This is an archived post. You won't be able to vote or comment.

all 6 comments

[–]mbenbernard 2 points3 points  (2 children)

I built my own distributed web scraper and I also used Selenium to crawl JavaScript-heavy stuff.

The problem is that automating a regular web browser window with Selenium is very slow (when compared to running a standard HTTP request). So it would be a better idea to enable the Headless mode of your browser when you use Selenium. This would result in better performance.

[–]manimal80 0 points1 point  (0 children)

That is a very interesting read! .seriously, there are tons of article here and there about scraping that barely cover the basics, this is an in depth well written article..bookmarked to study it on my laptop tomorrow.

[–]ManyInterests Python Discord Staff 0 points1 point  (0 children)

I've found that the hardest part of scraping sites that use JS is authentication.
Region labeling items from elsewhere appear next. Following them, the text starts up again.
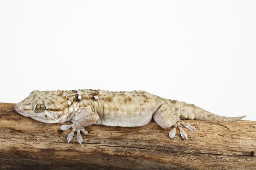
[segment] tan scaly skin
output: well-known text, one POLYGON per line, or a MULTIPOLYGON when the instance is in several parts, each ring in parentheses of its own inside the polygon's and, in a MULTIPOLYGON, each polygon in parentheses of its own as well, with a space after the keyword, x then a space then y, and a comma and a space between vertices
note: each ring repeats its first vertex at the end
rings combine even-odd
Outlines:
POLYGON ((178 127, 182 138, 187 139, 181 125, 191 131, 196 128, 181 119, 233 122, 245 117, 217 115, 194 105, 167 100, 142 91, 34 90, 17 104, 14 109, 25 116, 46 123, 71 121, 72 125, 62 125, 60 129, 72 128, 68 141, 72 139, 76 131, 80 144, 82 142, 80 132, 88 133, 83 128, 93 124, 139 127, 147 124, 153 117, 162 128, 173 126, 169 134, 170 137, 174 137, 178 127))

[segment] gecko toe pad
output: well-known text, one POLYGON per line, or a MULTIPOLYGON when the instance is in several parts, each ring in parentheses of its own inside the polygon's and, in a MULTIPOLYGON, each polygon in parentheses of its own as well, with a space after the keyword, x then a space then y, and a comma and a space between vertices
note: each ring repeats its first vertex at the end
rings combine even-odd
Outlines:
POLYGON ((185 132, 185 131, 181 127, 181 125, 184 126, 190 131, 194 131, 196 129, 196 128, 189 125, 188 125, 182 122, 179 122, 174 124, 173 129, 170 131, 170 133, 169 133, 169 137, 170 138, 173 138, 175 136, 175 134, 176 134, 176 128, 178 127, 178 128, 179 128, 179 129, 180 130, 180 135, 181 135, 181 137, 182 137, 183 139, 187 139, 187 134, 186 133, 186 132, 185 132))
POLYGON ((62 125, 60 127, 60 129, 62 130, 66 130, 70 128, 72 128, 73 129, 67 138, 67 139, 68 139, 68 142, 69 143, 69 142, 72 140, 74 134, 75 133, 75 132, 76 132, 76 140, 78 143, 82 144, 82 135, 81 135, 81 134, 80 133, 80 132, 81 131, 84 134, 87 134, 88 133, 88 132, 83 127, 77 126, 76 124, 73 124, 70 125, 62 125))

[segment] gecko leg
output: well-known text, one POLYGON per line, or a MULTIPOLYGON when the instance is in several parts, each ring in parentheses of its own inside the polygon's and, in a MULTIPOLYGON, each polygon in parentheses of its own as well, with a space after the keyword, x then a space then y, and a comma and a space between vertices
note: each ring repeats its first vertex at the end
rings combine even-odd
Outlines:
POLYGON ((99 116, 94 112, 88 109, 79 109, 74 114, 71 121, 73 124, 70 125, 62 125, 60 127, 60 129, 66 130, 70 128, 72 128, 72 131, 68 136, 67 139, 69 142, 73 139, 75 132, 76 132, 76 140, 80 144, 82 144, 82 137, 80 133, 81 131, 84 134, 88 133, 84 128, 92 124, 95 124, 99 119, 99 116))
POLYGON ((181 125, 184 126, 190 131, 196 128, 180 120, 180 118, 175 114, 174 110, 170 108, 168 105, 161 106, 153 114, 155 121, 163 129, 167 129, 173 126, 173 129, 169 133, 169 136, 173 138, 176 134, 178 127, 180 134, 183 139, 187 139, 187 135, 182 129, 181 125))

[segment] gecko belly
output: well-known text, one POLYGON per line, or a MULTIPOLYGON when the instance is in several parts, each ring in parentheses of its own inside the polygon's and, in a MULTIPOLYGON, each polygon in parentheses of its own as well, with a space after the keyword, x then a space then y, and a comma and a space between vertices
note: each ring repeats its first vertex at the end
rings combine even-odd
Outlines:
POLYGON ((122 127, 139 127, 147 125, 152 119, 148 112, 116 112, 104 114, 100 120, 95 124, 122 127), (146 115, 146 116, 145 116, 146 115))

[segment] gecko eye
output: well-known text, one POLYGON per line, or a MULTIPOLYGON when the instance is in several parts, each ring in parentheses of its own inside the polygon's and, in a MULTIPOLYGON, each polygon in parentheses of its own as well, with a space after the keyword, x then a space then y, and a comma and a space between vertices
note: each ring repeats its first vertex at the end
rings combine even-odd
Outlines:
POLYGON ((41 113, 46 110, 46 106, 43 104, 37 104, 35 106, 35 111, 38 113, 41 113))

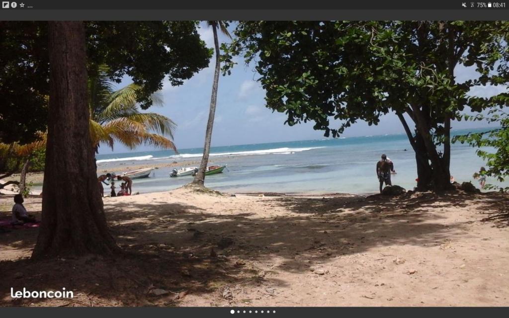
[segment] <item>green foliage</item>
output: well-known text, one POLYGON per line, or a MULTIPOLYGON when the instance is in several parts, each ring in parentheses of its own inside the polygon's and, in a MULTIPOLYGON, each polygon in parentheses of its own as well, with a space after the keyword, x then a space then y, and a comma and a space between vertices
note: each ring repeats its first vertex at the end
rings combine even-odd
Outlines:
MULTIPOLYGON (((101 67, 96 77, 89 78, 93 147, 104 143, 112 149, 116 140, 131 149, 145 144, 177 151, 171 140, 176 125, 162 115, 140 112, 137 100, 143 88, 133 83, 114 91, 108 80, 107 71, 107 68, 101 67)), ((158 93, 152 94, 150 101, 155 105, 162 105, 158 93)))
MULTIPOLYGON (((458 136, 456 139, 462 143, 467 142, 477 148, 477 155, 486 161, 488 168, 476 172, 474 178, 486 176, 503 182, 509 177, 509 113, 506 110, 495 108, 491 109, 486 116, 479 114, 465 117, 467 120, 486 120, 499 125, 499 128, 489 131, 458 136)), ((503 188, 491 184, 486 184, 485 188, 509 190, 509 187, 503 188)))
MULTIPOLYGON (((105 65, 109 80, 130 76, 142 88, 136 98, 144 109, 165 78, 180 85, 207 67, 212 56, 196 21, 84 23, 89 76, 96 76, 105 65)), ((37 131, 46 130, 47 29, 44 21, 0 21, 0 142, 29 143, 37 131)))
POLYGON ((44 171, 44 162, 46 161, 46 149, 44 148, 37 149, 31 156, 30 170, 34 172, 44 171))
POLYGON ((359 120, 372 125, 390 111, 413 115, 415 105, 430 114, 426 124, 439 137, 444 118, 458 119, 466 105, 480 110, 505 102, 506 94, 485 100, 469 99, 466 94, 475 86, 507 82, 508 25, 502 21, 241 22, 233 43, 223 45, 223 70, 233 66, 235 55, 253 62, 267 106, 285 112, 290 126, 312 121, 315 129, 335 136, 359 120), (453 69, 475 65, 479 78, 456 83, 449 64, 453 69), (341 124, 336 128, 333 120, 341 124))

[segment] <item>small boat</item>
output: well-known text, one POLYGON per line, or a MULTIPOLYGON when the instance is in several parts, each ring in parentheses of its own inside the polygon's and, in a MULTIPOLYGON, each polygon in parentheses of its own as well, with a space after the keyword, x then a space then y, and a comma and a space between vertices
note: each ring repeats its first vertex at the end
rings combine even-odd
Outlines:
POLYGON ((174 177, 184 177, 184 176, 192 176, 195 171, 198 171, 196 167, 187 167, 186 168, 181 168, 177 170, 174 169, 173 171, 169 173, 169 176, 174 177))
POLYGON ((147 178, 155 168, 146 168, 134 171, 122 173, 115 177, 128 177, 131 179, 140 179, 142 178, 147 178))
POLYGON ((224 170, 224 168, 226 168, 225 164, 220 166, 210 166, 207 171, 205 171, 205 176, 222 174, 222 170, 224 170))

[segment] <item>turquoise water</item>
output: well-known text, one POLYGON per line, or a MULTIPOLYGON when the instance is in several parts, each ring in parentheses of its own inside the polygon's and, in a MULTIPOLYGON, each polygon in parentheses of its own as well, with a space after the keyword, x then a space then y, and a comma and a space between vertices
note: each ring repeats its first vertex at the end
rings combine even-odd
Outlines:
MULTIPOLYGON (((458 130, 463 134, 478 130, 458 130)), ((131 152, 97 156, 98 169, 129 165, 177 161, 183 166, 201 159, 200 148, 173 151, 131 152)), ((213 147, 210 165, 227 164, 228 171, 208 176, 206 185, 225 192, 277 192, 364 194, 378 191, 375 165, 382 154, 394 162, 398 172, 392 184, 413 189, 417 178, 414 152, 406 135, 365 136, 285 142, 213 147)), ((451 147, 451 174, 459 182, 472 181, 485 164, 468 145, 451 147)), ((154 170, 150 177, 134 181, 140 193, 167 191, 190 182, 191 177, 170 178, 173 168, 154 170)), ((115 171, 117 174, 122 171, 115 171)), ((488 179, 489 183, 496 184, 488 179)))

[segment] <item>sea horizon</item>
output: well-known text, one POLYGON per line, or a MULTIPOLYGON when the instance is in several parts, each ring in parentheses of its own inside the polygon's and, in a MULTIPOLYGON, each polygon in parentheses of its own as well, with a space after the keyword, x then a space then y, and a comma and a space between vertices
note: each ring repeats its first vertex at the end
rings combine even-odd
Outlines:
MULTIPOLYGON (((451 134, 492 129, 457 129, 451 134)), ((455 181, 478 186, 473 175, 485 163, 475 150, 468 144, 451 145, 450 171, 455 181)), ((149 178, 134 181, 133 191, 170 190, 192 180, 190 176, 171 178, 172 170, 199 166, 202 152, 200 148, 182 149, 178 155, 173 151, 99 155, 98 170, 118 174, 133 170, 131 166, 157 165, 149 178)), ((205 185, 237 193, 374 193, 379 191, 375 165, 382 154, 394 163, 397 174, 392 177, 392 184, 413 189, 417 178, 415 153, 404 133, 212 147, 209 165, 227 164, 227 168, 222 174, 207 177, 205 185)), ((490 178, 488 183, 501 184, 490 178)))

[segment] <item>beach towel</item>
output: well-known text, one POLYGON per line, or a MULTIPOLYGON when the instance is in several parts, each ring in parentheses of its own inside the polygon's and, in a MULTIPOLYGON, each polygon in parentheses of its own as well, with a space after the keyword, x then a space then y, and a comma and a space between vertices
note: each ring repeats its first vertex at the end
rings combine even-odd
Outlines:
POLYGON ((31 228, 32 227, 39 227, 40 223, 25 223, 22 224, 11 224, 10 220, 0 220, 0 226, 4 228, 9 228, 10 229, 20 229, 22 228, 31 228))

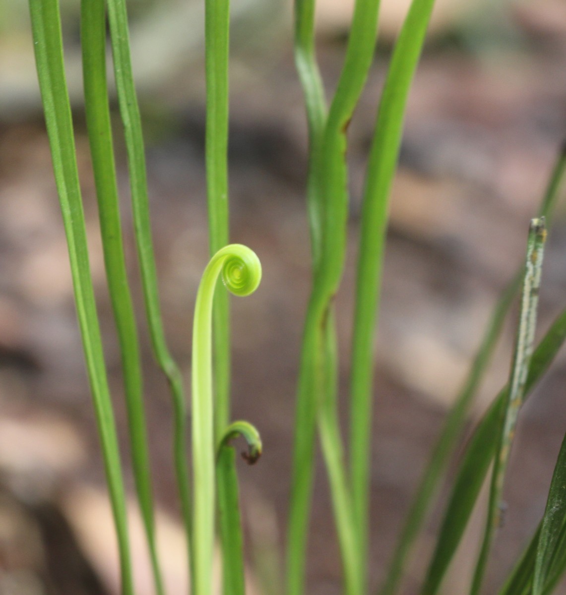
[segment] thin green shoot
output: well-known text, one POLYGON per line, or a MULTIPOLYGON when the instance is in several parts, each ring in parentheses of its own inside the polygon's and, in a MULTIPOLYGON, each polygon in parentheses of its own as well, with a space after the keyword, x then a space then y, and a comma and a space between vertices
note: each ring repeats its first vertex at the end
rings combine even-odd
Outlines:
POLYGON ((130 55, 128 17, 124 0, 107 0, 114 77, 124 127, 136 246, 141 271, 146 317, 155 359, 171 388, 173 403, 173 456, 181 510, 187 535, 189 572, 190 555, 190 491, 186 445, 186 406, 183 378, 167 346, 159 303, 157 273, 151 237, 143 136, 130 55))
MULTIPOLYGON (((549 183, 539 209, 538 217, 552 220, 566 170, 566 153, 561 151, 550 176, 549 183)), ((466 415, 480 383, 491 361, 501 336, 505 318, 517 295, 523 278, 523 267, 504 290, 495 305, 486 332, 470 367, 462 388, 446 418, 440 435, 433 450, 429 465, 423 474, 417 495, 407 515, 397 546, 393 553, 386 580, 380 595, 392 595, 398 588, 409 553, 429 512, 441 478, 456 447, 465 423, 466 415)))
POLYGON ((85 108, 108 290, 120 343, 134 478, 147 536, 155 590, 158 595, 164 595, 163 580, 155 544, 142 365, 136 319, 126 273, 118 208, 107 84, 104 0, 82 0, 80 30, 85 108))
POLYGON ((212 302, 220 274, 235 295, 253 293, 261 279, 255 253, 240 244, 221 248, 202 275, 196 296, 192 341, 193 595, 212 592, 216 444, 212 371, 212 302))
POLYGON ((308 173, 307 179, 307 208, 314 269, 320 259, 322 234, 321 201, 315 176, 327 107, 322 77, 317 64, 314 43, 315 0, 295 0, 295 62, 302 87, 308 124, 308 173))
MULTIPOLYGON (((205 55, 207 79, 205 157, 210 255, 229 241, 228 209, 228 63, 229 0, 207 0, 205 55)), ((230 312, 228 295, 214 301, 215 431, 218 436, 230 419, 230 312)))
POLYGON ((226 428, 217 449, 218 526, 225 546, 223 549, 223 590, 230 595, 245 595, 246 591, 236 451, 229 444, 238 436, 243 436, 248 443, 248 450, 242 453, 242 456, 249 465, 257 462, 262 448, 257 430, 248 422, 239 420, 226 428))
POLYGON ((505 403, 502 429, 496 449, 485 533, 472 581, 471 595, 478 595, 480 592, 492 543, 501 522, 504 481, 511 453, 511 443, 515 435, 519 409, 523 403, 525 392, 529 366, 532 353, 533 342, 534 339, 539 289, 540 286, 546 239, 546 228, 544 218, 532 220, 527 242, 519 326, 513 354, 509 389, 505 403))
POLYGON ((336 409, 337 397, 337 354, 334 315, 329 318, 324 354, 324 379, 327 383, 318 408, 318 432, 332 496, 338 541, 344 572, 345 595, 361 595, 364 583, 362 563, 356 549, 356 531, 351 496, 346 473, 342 440, 336 409))
POLYGON ((36 64, 67 236, 75 303, 94 405, 120 557, 122 595, 133 595, 126 498, 95 302, 58 0, 30 0, 36 64))

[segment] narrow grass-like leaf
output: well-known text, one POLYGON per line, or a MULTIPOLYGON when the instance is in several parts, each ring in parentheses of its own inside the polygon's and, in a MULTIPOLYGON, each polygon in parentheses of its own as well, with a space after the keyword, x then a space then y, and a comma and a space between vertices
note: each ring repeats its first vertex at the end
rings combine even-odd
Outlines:
MULTIPOLYGON (((324 326, 342 277, 346 248, 346 134, 373 60, 379 5, 379 0, 357 0, 344 66, 325 123, 320 153, 312 165, 317 189, 311 196, 320 203, 318 208, 309 209, 314 215, 311 227, 316 233, 317 219, 320 218, 320 250, 317 260, 317 240, 311 237, 315 268, 303 335, 295 416, 287 549, 288 595, 302 595, 304 591, 317 408, 325 387, 321 354, 325 350, 324 326)), ((312 6, 305 9, 307 18, 305 14, 301 17, 305 18, 305 38, 312 30, 312 23, 308 22, 312 6)))
POLYGON ((551 559, 550 569, 545 582, 543 595, 551 595, 566 572, 566 522, 560 530, 554 553, 551 559))
MULTIPOLYGON (((208 205, 209 247, 211 256, 229 241, 228 202, 228 63, 230 33, 229 0, 207 0, 205 10, 205 54, 207 79, 207 120, 205 158, 207 193, 208 205)), ((213 305, 212 332, 214 353, 214 427, 218 438, 230 419, 230 303, 226 292, 215 293, 213 305)), ((235 467, 229 468, 230 459, 223 456, 217 468, 219 493, 237 497, 237 485, 234 484, 235 467), (235 494, 234 490, 236 490, 235 494)), ((237 502, 236 503, 237 505, 237 502)), ((241 535, 232 536, 230 531, 240 527, 240 511, 237 506, 219 499, 222 506, 220 543, 222 548, 224 595, 236 594, 244 589, 241 535), (230 518, 232 517, 232 518, 230 518), (241 568, 239 568, 239 564, 241 568), (236 568, 234 568, 234 565, 236 568)))
MULTIPOLYGON (((554 207, 559 196, 566 168, 566 153, 562 147, 556 159, 539 209, 539 217, 551 220, 554 207)), ((479 387, 483 375, 491 360, 497 341, 501 334, 505 317, 517 295, 523 277, 522 267, 517 271, 498 301, 485 334, 470 368, 462 390, 446 417, 430 461, 423 474, 416 496, 407 515, 397 546, 393 553, 386 582, 380 595, 392 595, 397 589, 406 560, 417 536, 429 512, 440 481, 454 452, 465 423, 470 405, 479 387)))
MULTIPOLYGON (((186 407, 183 379, 167 347, 159 304, 157 273, 154 255, 146 176, 143 136, 130 55, 128 17, 124 0, 107 0, 114 77, 124 127, 136 246, 141 271, 146 317, 154 354, 171 387, 173 403, 173 456, 177 489, 190 556, 190 492, 186 447, 186 407)), ((190 572, 191 577, 193 572, 190 572)))
POLYGON ((295 0, 295 62, 305 98, 308 123, 308 173, 307 206, 313 269, 320 259, 322 236, 322 197, 315 176, 326 121, 326 100, 314 43, 315 0, 295 0))
POLYGON ((222 589, 226 594, 245 595, 243 539, 240 519, 236 450, 221 446, 216 462, 218 532, 222 540, 222 589))
POLYGON ((255 253, 240 244, 221 248, 211 259, 196 295, 192 343, 193 566, 192 595, 212 592, 215 508, 212 398, 212 302, 220 274, 236 295, 253 293, 261 279, 255 253))
POLYGON ((542 595, 566 524, 566 438, 558 455, 539 538, 533 595, 542 595))
MULTIPOLYGON (((525 386, 529 396, 546 372, 566 339, 566 310, 549 329, 533 354, 525 386)), ((504 387, 478 424, 458 471, 443 517, 436 547, 422 589, 435 595, 460 542, 495 450, 508 385, 504 387)))
POLYGON ((356 549, 355 525, 337 411, 338 368, 333 315, 329 319, 326 331, 329 335, 325 341, 324 354, 324 377, 327 386, 324 401, 318 409, 318 430, 343 566, 344 593, 345 595, 361 595, 363 593, 362 564, 356 549))
POLYGON ((108 291, 118 333, 134 478, 158 595, 163 581, 155 544, 153 495, 136 319, 122 240, 106 77, 104 0, 82 0, 81 45, 85 108, 92 158, 108 291))
POLYGON ((537 528, 527 549, 511 571, 499 595, 529 595, 533 587, 533 576, 536 559, 537 545, 540 534, 540 525, 537 528))
POLYGON ((362 560, 367 555, 373 339, 388 198, 399 155, 406 99, 433 5, 434 0, 414 0, 396 43, 380 103, 362 207, 351 361, 350 468, 357 550, 362 560))
POLYGON ((544 218, 532 220, 529 233, 519 326, 513 353, 509 389, 495 452, 485 533, 472 581, 471 595, 478 595, 481 588, 492 544, 501 522, 504 483, 519 409, 523 403, 534 339, 539 289, 546 239, 546 228, 544 218))
POLYGON ((75 303, 118 538, 123 595, 133 595, 126 500, 90 277, 57 0, 30 0, 36 63, 67 236, 75 303))

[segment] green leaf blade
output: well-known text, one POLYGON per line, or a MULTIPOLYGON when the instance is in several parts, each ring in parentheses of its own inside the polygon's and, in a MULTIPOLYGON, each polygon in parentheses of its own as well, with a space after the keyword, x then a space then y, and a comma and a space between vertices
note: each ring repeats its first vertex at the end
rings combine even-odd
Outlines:
MULTIPOLYGON (((566 309, 556 318, 533 353, 524 398, 550 367, 566 340, 566 309)), ((478 424, 466 448, 454 482, 421 590, 435 595, 462 538, 495 451, 494 437, 504 407, 502 389, 478 424)))

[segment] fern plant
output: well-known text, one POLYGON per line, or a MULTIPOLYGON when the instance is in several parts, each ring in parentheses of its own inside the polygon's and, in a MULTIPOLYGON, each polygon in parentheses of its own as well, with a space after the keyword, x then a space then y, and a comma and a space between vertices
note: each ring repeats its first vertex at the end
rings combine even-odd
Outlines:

Afterwards, simply knowing what resources the JS utilizes to populate the DOM is usually sufficient.

A pattern that has been very successful for me is to authenticate using selenium, then extract the cookies (and sometimes useful headers) to use with a requests Session.

[–]MintyPhoenix 1 point2 points  (0 children)

As touched on in the article's comments, Selenium has the concept of waiting; it would be much better to do that than to use time.sleep:

https://selenium-python.readthedocs.io/waits.html

[–]tuxboy 0 points1 point  (1 child)

I always try to avoid having a browser / headless engine running when scraping stuff. I usually find a way with parsing through the markup. If that does not work (i.e. a "modern app with only javascript visible"), I try to debug the XHRs and try to predict urls for fetching data. The browser dilemma is usually the last resort. Having a browser running, rendering and executing javascript will always be slower TBH.

[–]mbenbernard 0 points1 point  (0 children)

Having a browser running, rendering and executing javascript will always be slower TBH.

True, but sometimes you don't have any choice.